Mar 11, 2011

Toomey: Government red tape is hurting Pa.


Over the past week, I have had the chance to travel across the commonwealth to meet with Pennsylvania small-business owners and listen to their concerns about running their businesses and creating new jobs in the state.

From Erie to Bucks County to Harrisburg to West Chester, these hard-working entrepreneurs have shared personal stories and challenges with me. The types of businesses are different and the details of their stories are unique, but the resounding message is the same: The burdens of overzealous government mandates and regulations are making it difficult for companies to expand and hire new workers. In some cases, it is making it nearly impossible for people to keep their businesses going at all.

In Erie, I toured the Smith Provision Co.’s hot dog and sausage factory and learned about all the hard work that goes into producing the delicious hot dogs, sausages and award-winning hams Pennsylvanians love to eat.

In Meadville, I toured the Tech Tool & Mold plant, a family business employing more than 100 Pennsylvanians, on the verge of expanding.

In Bucks County, I met with doctors and administrators from St. Mary Medical Center in Langhorne, a major employer in southeast Pennsylvania.

In Venango Country and Harrisburg, I had the opportunity to speak with small-business owners at local jobs roundtable events where they voiced their concerns and thoughts.

In Chester County, I spoke with a major medical device manufacturer about the burdens imposed on them by the new health care legislation.

Some of the most burdensome regulations have gotten a lot of attention. For example, the 2.3 percent medical-device tax in the president’s health care law will be applied to total sales — not profits. Many of our most promising medical-device manufacturers are young, small businesses with great promise but, so far, little or no profits. Hitting them with a big new tax will threaten the viability of some of these companies and result in fewer jobs throughout the industry. Today, these companies and their suppliers employ more than 100,000 people in Pennsylvania with the potential to grow significantly. Not only does this tax penalize those researching and developing potential life-saving technologies, it threatens existing and future high-paying manufacturing jobs. That is why I have co-sponsored two pieces of legislation to repeal this onerous tax.

In other cases, obscure regulations and bureaucratic red tape are hurting small businesses. One company told me how the research and development tax credit intended to help businesses expense new equipment purchases is actually costing them time and money just to qualify through the Internal Revenue Service.

A 100-year-old company in central Pennsylvania told me about new Environmental Protection Agency regulations that could force it to replace its boiler at a time when the company cannot afford it. A factory president told me federal regulators can be very unresponsive in approving food product labels, throwing their entire production schedule off.

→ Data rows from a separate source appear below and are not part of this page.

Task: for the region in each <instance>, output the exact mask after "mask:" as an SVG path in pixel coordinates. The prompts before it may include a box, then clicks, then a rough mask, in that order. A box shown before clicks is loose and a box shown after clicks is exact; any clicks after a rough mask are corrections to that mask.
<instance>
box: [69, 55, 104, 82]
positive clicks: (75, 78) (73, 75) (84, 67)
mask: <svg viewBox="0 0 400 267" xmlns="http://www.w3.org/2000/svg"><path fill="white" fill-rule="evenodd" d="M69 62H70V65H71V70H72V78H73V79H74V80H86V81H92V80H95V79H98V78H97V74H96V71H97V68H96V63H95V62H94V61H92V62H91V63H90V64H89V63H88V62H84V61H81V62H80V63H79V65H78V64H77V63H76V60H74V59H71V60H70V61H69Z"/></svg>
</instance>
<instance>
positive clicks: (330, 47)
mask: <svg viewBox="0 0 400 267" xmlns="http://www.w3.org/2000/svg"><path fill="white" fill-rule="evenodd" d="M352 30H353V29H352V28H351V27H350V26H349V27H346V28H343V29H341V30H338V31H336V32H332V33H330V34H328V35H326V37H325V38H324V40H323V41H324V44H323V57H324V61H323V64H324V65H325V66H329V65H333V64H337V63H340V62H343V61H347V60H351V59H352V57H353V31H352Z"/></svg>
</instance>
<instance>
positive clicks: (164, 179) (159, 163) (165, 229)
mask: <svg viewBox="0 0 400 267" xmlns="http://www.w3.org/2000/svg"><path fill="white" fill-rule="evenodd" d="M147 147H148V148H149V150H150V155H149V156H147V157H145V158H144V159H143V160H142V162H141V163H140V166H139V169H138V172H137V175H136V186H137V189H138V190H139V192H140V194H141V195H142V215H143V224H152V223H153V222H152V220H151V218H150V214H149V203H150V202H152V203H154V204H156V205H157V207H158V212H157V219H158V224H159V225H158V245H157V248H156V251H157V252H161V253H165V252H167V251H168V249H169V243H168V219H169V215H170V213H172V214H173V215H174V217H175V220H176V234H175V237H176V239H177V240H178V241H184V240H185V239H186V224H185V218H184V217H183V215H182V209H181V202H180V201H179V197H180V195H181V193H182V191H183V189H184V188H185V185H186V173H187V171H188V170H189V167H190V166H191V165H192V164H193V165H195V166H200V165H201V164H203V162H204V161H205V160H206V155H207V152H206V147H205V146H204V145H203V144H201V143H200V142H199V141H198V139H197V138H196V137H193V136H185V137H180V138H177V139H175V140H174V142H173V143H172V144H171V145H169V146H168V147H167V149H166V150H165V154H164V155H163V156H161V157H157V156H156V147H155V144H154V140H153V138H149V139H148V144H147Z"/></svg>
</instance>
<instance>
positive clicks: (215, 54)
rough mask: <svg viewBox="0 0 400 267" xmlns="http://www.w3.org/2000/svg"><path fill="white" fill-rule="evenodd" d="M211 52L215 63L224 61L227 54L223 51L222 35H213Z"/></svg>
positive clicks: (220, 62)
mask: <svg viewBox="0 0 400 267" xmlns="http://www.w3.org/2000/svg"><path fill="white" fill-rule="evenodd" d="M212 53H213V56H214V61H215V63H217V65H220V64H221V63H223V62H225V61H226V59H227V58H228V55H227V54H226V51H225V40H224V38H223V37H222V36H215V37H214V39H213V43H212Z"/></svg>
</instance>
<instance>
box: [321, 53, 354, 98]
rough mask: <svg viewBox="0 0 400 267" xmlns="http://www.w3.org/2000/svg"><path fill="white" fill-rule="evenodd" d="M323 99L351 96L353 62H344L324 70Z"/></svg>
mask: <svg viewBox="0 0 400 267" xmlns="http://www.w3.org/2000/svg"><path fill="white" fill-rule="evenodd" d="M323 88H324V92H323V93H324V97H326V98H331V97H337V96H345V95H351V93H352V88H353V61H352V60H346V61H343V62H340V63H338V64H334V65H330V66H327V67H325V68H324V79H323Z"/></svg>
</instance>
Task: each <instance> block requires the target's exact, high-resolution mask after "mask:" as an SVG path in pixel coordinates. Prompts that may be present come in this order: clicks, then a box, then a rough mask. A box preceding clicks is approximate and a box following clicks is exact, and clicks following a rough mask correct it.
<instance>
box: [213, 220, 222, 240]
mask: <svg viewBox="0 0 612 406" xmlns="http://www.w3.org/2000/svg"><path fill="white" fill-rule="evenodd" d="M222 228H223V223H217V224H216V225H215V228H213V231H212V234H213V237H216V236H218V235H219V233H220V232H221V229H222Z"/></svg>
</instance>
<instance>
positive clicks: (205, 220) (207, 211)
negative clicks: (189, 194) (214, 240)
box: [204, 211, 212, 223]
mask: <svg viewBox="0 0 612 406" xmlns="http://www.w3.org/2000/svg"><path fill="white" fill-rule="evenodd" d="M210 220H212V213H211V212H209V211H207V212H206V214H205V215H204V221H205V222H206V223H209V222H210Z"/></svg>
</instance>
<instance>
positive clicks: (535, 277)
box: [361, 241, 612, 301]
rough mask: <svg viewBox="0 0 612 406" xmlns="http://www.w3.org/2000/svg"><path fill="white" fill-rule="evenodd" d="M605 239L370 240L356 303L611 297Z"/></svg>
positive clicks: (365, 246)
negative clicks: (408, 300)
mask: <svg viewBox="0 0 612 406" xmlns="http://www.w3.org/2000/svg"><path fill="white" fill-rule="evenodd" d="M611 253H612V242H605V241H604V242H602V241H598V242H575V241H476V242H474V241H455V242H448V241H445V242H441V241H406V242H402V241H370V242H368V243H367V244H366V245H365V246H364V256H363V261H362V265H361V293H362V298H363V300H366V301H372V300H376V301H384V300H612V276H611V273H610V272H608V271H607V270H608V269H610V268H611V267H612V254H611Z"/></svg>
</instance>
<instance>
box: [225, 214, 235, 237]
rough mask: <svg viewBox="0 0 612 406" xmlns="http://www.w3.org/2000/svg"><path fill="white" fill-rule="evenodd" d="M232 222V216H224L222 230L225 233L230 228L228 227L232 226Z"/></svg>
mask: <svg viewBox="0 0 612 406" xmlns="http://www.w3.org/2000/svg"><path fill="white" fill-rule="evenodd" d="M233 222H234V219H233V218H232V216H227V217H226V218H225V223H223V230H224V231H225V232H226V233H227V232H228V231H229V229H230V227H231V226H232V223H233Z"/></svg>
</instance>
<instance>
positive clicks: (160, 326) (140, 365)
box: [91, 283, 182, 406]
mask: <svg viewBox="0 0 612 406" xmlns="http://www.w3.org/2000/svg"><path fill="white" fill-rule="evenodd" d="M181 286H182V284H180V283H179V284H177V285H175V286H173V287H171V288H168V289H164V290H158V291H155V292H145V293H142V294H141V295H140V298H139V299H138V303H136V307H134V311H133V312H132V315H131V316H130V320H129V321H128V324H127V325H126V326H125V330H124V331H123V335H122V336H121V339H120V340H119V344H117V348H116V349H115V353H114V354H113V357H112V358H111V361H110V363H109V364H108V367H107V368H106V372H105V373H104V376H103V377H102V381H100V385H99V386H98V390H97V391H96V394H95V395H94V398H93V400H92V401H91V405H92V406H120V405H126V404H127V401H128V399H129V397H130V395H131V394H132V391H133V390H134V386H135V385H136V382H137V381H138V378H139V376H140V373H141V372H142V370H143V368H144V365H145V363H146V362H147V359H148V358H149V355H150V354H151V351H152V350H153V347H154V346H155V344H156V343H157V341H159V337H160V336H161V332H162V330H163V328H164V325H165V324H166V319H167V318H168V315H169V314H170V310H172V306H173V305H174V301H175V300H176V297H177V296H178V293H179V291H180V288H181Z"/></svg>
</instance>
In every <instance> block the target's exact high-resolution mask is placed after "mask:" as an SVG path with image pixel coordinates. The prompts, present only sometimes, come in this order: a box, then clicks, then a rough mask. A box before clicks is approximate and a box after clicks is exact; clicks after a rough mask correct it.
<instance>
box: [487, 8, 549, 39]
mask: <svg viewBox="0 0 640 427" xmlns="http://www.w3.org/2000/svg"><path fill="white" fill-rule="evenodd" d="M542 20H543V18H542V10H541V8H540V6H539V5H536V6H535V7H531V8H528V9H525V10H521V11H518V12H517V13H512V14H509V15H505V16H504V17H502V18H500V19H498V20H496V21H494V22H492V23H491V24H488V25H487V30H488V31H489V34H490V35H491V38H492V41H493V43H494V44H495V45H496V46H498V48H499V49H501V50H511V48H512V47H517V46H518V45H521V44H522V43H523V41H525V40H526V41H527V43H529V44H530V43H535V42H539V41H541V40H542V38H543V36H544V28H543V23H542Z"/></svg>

These are just a few examples of the types of challenges Pennsylvania businesses face on a daily basis. Often, federal bureaucrats don’t understand and have no knowledge of what it takes to run a hot dog factory in Erie or a hospital in Bucks County. Their top-down mentality makes it impossible for them to anticipate the kind of unintended consequences mandates and regulations impose on struggling businesses.

Over the past two years, Washington leaders told us the best way to create jobs was to borrow and spend money at unprecedented levels. But now, we have record-breaking deficits and debt, and still a frail economic recovery at best. Clearly, we need to try a different approach.

As a former small-business owner who ran several food establishments with my brothers in the Lehigh Valley and Lancaster, I know firsthand the amount of hard work, effort and risk that goes into starting one’s own business and keeping it running. I have also seen how bad government policies can make it difficult, if not impossible, for these small businesses to thrive.

There are a lot of things the government can do to encourage risk taking, entrepreneurship and job creation, but the worst thing it can do is enact policies that actually discourage new jobs.

One of my top priorities is to make sure we have the right government policies to encourage job creation.

Pennsylvania has some the hardest working, most innovative and most productive workers in the country.

We are leaders in many industries from manufacturing to medical technology, to energy production, and I know we can be at the forefront of a booming economic recovery if the government lets us.

Pat Toomey, a Republican, represents Pennsylvania in the U.S. Senate.